Implementation
Perception
To implement our perception stack design, we use a Realsense D435i mounted next to the table, facing across it toward the robot. An ArUco marker is fixed to the base of the robot to enable transformations between the camera frame and robot frame. A static_tf_transform node publishes the transformation between the ArUco tag and base link.

A cube_detector node subscribes to the RGB-D point cloud. The point cloud is filtered with depth thresholds and RANSAC-based plane fitting, and then clustered with DBSCAN (see Design). For RANSAC, we use a residual threshold of $0.02$ m, meaning any points closer than $0.02$ m from the plane are considered inliers. For DBSCAN, we use $\epsilon = 0.015$ m and minPts $= 40$. All of these parameters were determined experimentally. We classify the obstacle as the point cluster with an average blue color with $\geq 10000$ points. This number was decided based on the observation that the sizes of the cube pointclouds were roughly 1000-2000 points and the size of our sample obstacle was roughly 20,000 points. The rest of the clusters are treated as objects and classified based on their average RGB value.

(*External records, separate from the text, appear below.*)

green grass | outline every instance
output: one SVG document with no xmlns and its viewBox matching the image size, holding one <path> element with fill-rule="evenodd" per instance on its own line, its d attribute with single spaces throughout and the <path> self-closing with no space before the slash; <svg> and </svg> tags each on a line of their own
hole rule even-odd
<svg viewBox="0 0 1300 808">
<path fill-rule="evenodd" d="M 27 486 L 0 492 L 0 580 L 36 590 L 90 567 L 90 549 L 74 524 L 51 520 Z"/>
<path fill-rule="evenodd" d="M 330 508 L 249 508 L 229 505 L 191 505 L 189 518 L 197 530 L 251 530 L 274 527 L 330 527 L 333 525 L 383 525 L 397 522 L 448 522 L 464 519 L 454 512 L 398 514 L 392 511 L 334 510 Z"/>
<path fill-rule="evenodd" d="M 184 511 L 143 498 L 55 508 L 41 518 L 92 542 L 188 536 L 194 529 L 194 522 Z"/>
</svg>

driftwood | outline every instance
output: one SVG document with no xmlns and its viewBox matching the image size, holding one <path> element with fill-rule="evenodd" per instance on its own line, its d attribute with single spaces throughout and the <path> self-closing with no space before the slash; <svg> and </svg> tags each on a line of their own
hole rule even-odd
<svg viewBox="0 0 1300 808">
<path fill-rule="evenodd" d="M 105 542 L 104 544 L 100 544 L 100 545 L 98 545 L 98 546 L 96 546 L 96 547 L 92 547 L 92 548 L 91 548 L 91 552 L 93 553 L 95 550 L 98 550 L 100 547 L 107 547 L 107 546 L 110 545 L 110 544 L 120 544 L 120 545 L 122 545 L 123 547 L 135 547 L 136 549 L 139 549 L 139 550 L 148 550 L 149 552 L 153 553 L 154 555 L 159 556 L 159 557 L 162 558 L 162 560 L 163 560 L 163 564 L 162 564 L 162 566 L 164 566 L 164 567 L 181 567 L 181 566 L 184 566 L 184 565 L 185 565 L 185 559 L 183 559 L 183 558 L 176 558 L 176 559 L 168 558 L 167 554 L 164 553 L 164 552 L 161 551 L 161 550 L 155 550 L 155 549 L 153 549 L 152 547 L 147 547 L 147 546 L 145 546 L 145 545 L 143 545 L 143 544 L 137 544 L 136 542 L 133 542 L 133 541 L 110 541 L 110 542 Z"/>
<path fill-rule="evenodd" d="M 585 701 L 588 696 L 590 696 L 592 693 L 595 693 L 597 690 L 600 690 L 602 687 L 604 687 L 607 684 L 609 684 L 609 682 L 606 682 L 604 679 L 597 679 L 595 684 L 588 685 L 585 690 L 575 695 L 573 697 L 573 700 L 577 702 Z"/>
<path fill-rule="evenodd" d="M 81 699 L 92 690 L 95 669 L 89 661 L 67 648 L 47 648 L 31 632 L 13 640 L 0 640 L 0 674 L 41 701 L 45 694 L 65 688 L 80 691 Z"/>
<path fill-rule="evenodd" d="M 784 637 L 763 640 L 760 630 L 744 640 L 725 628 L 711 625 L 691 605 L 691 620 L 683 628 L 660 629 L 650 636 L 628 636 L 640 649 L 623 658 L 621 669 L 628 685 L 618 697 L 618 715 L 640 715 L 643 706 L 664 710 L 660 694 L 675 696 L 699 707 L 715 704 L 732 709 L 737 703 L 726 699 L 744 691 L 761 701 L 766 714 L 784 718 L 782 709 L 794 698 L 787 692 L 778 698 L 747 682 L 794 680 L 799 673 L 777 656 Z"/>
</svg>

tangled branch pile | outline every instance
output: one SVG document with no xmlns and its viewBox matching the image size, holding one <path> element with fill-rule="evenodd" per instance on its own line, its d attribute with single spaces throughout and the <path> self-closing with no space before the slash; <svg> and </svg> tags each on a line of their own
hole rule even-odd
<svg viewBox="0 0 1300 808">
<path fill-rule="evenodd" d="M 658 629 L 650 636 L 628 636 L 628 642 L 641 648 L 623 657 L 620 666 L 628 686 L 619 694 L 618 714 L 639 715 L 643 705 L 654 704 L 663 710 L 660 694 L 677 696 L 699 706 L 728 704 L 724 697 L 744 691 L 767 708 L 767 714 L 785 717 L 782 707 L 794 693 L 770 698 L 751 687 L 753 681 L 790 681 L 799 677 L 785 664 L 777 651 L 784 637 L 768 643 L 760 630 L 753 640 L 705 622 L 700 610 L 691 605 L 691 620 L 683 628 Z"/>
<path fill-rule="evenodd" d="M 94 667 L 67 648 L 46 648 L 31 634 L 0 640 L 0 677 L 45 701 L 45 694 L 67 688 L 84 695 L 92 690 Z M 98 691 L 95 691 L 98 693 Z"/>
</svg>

We publish the obstacle as a custom BoxBounds message type, which contains six floats: x_min, x_max, y_min, y_max, z_min, and z_max. These values define the smallest axis-aligned bounding box that envelops the obstacle.

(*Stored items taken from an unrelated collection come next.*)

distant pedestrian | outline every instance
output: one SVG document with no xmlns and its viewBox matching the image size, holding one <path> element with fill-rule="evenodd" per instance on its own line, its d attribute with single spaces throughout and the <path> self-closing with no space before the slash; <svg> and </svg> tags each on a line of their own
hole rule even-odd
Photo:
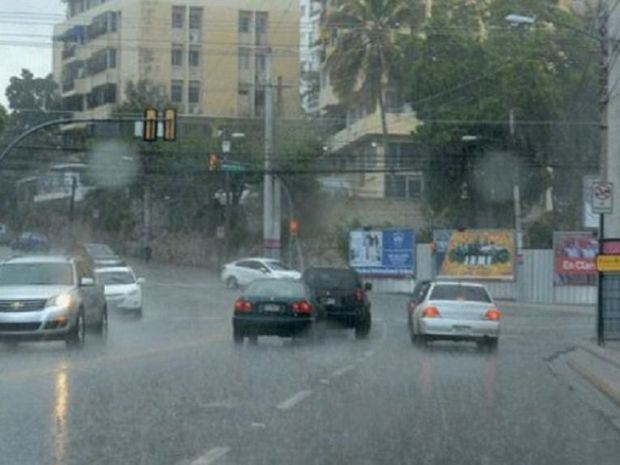
<svg viewBox="0 0 620 465">
<path fill-rule="evenodd" d="M 152 256 L 153 256 L 153 249 L 151 248 L 150 244 L 147 244 L 146 247 L 144 248 L 144 260 L 146 260 L 146 263 L 151 262 Z"/>
</svg>

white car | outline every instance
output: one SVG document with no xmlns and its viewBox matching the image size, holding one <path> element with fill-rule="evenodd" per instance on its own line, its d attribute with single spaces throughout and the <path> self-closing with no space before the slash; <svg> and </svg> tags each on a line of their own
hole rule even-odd
<svg viewBox="0 0 620 465">
<path fill-rule="evenodd" d="M 97 268 L 97 279 L 103 283 L 110 308 L 142 315 L 143 278 L 137 278 L 128 266 Z"/>
<path fill-rule="evenodd" d="M 422 281 L 413 291 L 407 312 L 414 344 L 474 341 L 497 349 L 501 312 L 481 284 Z"/>
<path fill-rule="evenodd" d="M 273 258 L 243 258 L 224 265 L 222 281 L 229 288 L 247 286 L 255 279 L 301 279 L 301 273 Z"/>
</svg>

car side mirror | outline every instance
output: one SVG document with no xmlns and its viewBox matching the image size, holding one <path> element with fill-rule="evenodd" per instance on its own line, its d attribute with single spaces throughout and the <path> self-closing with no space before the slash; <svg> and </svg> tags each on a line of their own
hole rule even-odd
<svg viewBox="0 0 620 465">
<path fill-rule="evenodd" d="M 372 283 L 364 283 L 365 291 L 372 291 Z"/>
<path fill-rule="evenodd" d="M 136 282 L 137 282 L 138 284 L 144 284 L 144 283 L 146 282 L 146 279 L 144 279 L 144 278 L 138 278 L 138 279 L 136 279 Z"/>
<path fill-rule="evenodd" d="M 262 272 L 263 274 L 271 273 L 271 272 L 269 271 L 269 268 L 261 268 L 260 270 L 261 270 L 261 272 Z"/>
<path fill-rule="evenodd" d="M 95 280 L 93 278 L 82 278 L 80 279 L 81 287 L 91 287 L 95 285 Z"/>
</svg>

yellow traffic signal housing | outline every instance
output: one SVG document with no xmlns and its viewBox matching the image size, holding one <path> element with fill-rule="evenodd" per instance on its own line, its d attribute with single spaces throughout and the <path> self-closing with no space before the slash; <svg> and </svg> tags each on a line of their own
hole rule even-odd
<svg viewBox="0 0 620 465">
<path fill-rule="evenodd" d="M 144 110 L 142 139 L 145 142 L 155 142 L 157 140 L 157 116 L 157 109 L 155 108 L 147 108 Z"/>
<path fill-rule="evenodd" d="M 164 110 L 164 140 L 172 142 L 177 138 L 177 111 L 174 108 Z"/>
</svg>

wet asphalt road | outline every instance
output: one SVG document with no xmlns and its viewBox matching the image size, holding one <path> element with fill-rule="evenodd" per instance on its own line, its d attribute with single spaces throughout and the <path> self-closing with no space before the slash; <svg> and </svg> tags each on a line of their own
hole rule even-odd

The objects are published in a custom CubeArray message type, which contains a list of custom LabeledCube messages. Each LabeledCube message contains a geometry_msgs/PointStamped message defining the object centroid, as well as a string named color_label which defines the object classification from (black, red, blue, green).
The BoxBounds and CubeArray messages are published in the local (camera) frame. We use another node, transform_perception, to transform the position information in these messages into the robot base frame. To prevent our planner from finding trajectories around the obstacle (as opposed to above it), we extend the transformed obstacle BoxBounds message by $0.5$ m in the +/- y directions with respect to the robot base_link frame. This also allows us to resolve problems arising from missing depth information (since we are only working with one camera).

Planning and Control
Our controls stack lives in the ROS 2 planning package. The main node, main_mpc_new.py, which subscribes to JointState, LabeledCubeArray (cube centroids + color), and BoxBounds (obstacle AABB) in base_link, with TF as a fallback if any message arrives in another frame. It assigns fixed drop locations based on color (e.g red vs. black), queues cubes, and toggles the gripper via a Trigger service.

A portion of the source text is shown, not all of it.